Perfect foresight of which countries will grow faster in the future would help in predicting if they will have better stock market returns, but this information cannot be found in either current growth rates or expert forecasts. The Vanguard Group, a fund management company, found that not only does economic growth hold little value for predicting stock returns, but so do estimates of future GDP growth by economists.
This tells us that expected future growth is usually anticipated by the market. In other words, any surge in growth from the recovery from the pandemic and future economic stimulus is likely already discounted into stock prices. Unless growth ends up surprising beyond what is currently expected, it should not have much impact on stock market returns. The most recent example was the sluggish growth in the recovery following the 2008 financial crisis still resulted in steady and strong stock market performance.
這就告訴我們，GDP未來增長通常已由市場預期。 換句話說，從疫情的恢復和未來經濟刺激中獲得的任何增長跳升都可能已經被預期而反應於股票價格中了。 除非增長最終超出了當前的預期，否則不會對股市收益產生太大影響。 最近的一個例子是，在2008年金融危機之後，復甦的緩慢增長仍然使股市表現穩定而強勁。
Furthermore, it’s possible that strong growth is correctly anticipated but not the consequences of that growth.
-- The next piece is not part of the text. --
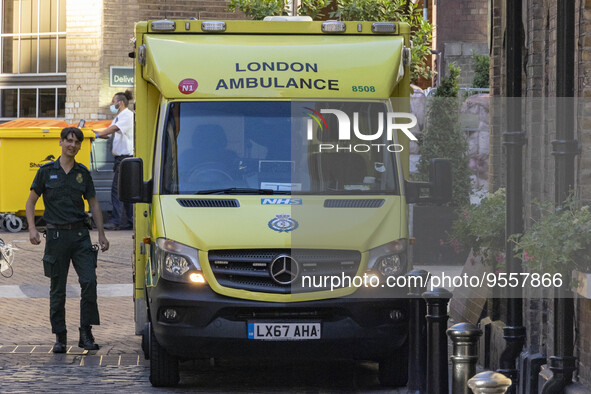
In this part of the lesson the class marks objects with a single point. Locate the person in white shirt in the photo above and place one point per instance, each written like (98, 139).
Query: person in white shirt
(122, 129)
For example, interest rates can rise faster than expected in reaction to that growth, which would be negative for the market. The reverse is true in that slower growth can result in more accommodative monetary policy for a longer time.
此外，強勁的增長也許會如預期一般出現，而這增長帶來的後果卻不一定。 例如，利率上升可能會比預期的增長快得多，這對市場是不利的。 相反的事實是，放緩的增長可能會導致更長時期的寬鬆貨幣政策— 而對股市有利。
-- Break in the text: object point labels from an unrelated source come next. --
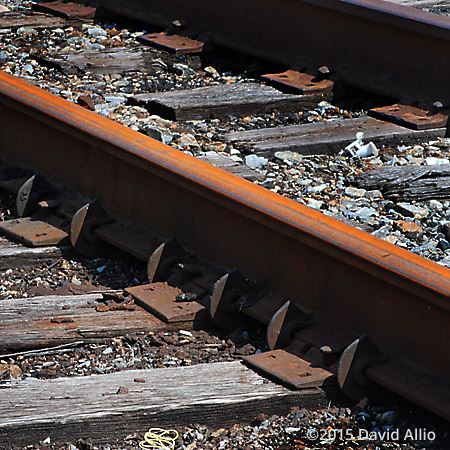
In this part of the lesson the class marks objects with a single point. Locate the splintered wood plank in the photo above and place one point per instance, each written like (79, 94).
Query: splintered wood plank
(409, 183)
(14, 255)
(68, 10)
(13, 20)
(30, 323)
(220, 100)
(216, 394)
(115, 60)
(325, 137)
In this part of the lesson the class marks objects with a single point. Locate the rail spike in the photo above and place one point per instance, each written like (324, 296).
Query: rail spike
(162, 259)
(31, 193)
(230, 287)
(284, 323)
(82, 230)
(356, 358)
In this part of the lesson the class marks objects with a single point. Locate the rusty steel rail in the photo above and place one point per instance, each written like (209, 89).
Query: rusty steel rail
(394, 50)
(352, 278)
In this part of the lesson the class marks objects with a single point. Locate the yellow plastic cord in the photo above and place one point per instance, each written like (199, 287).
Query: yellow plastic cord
(160, 439)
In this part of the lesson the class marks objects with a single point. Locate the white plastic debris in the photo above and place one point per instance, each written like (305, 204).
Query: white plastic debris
(255, 161)
(96, 32)
(358, 150)
(431, 161)
(185, 333)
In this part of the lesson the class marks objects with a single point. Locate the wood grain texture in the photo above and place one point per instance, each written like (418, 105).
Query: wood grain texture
(409, 182)
(13, 19)
(14, 255)
(115, 60)
(325, 137)
(66, 408)
(221, 100)
(26, 323)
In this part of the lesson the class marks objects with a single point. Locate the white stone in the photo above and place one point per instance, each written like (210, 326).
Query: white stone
(354, 192)
(255, 161)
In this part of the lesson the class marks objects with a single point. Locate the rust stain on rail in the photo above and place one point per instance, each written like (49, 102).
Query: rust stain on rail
(360, 281)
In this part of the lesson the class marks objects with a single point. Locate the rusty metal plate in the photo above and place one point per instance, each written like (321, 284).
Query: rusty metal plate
(410, 117)
(299, 82)
(68, 10)
(289, 370)
(172, 43)
(12, 185)
(32, 232)
(161, 300)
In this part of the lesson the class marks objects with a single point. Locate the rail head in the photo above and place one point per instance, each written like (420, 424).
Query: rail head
(386, 12)
(369, 254)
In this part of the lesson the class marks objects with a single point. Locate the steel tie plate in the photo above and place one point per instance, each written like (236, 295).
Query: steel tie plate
(289, 369)
(410, 117)
(161, 300)
(300, 82)
(172, 42)
(32, 232)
However, we note that the biggest stock market drawdowns and crashes tend to coincide with economic recessions (usually defined by two consecutive quarters of falling GDP growth). A period of prolonged growth does reduce the chances of such an event occurring which should reduce the risk of such a thing occurring in the near term. Learning from past business cycles, the eventual outcome may indeed be an unsustainable build-up of credit in the corporate or household sector that is toppled by high interest rates. But that is something that does not seem likely given the current stage of the recovery.
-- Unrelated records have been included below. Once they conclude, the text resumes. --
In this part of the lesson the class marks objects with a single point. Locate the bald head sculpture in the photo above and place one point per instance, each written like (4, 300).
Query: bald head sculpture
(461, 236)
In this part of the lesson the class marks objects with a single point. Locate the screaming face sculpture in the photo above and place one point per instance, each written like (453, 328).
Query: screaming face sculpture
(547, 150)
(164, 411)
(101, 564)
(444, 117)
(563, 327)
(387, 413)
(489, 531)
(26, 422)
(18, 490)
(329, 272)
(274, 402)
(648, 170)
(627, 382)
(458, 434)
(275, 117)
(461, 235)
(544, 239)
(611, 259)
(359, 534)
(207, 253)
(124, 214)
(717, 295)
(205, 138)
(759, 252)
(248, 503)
然而，我們還注意到，最大的股市跌幅和崩盤往往與經濟衰退（通常定義為GDP增長連續兩個季度下降）同時發生。 一段長時期的經濟增長會降低此類事件發生的機會，也應會減少此類事件在短期內發生的風險。 從過去的商業周期中我們看到，最終結果的確可能是高利率將企業或家庭不斷累積的信貸拖垮。 但是，鑑於目前還處於疫情復原階段，這似乎不太可能發生。
Given the difficulty of accurately forecasting the eventual economic outcome, anticipating any second order effects that comes from that future, and then making the correct assessment on the market’s reaction, we believe it’s better to put less emphasis on macroeconomics when making investment decisions. Understanding one’s own investment circumstances while implementing an investment strategy that you can consistently implement regardless of the economic environment will ultimately be of greater value.
This article reflects the personal views of the author and not that of any firm, and should not be viewed as an investment recommendation.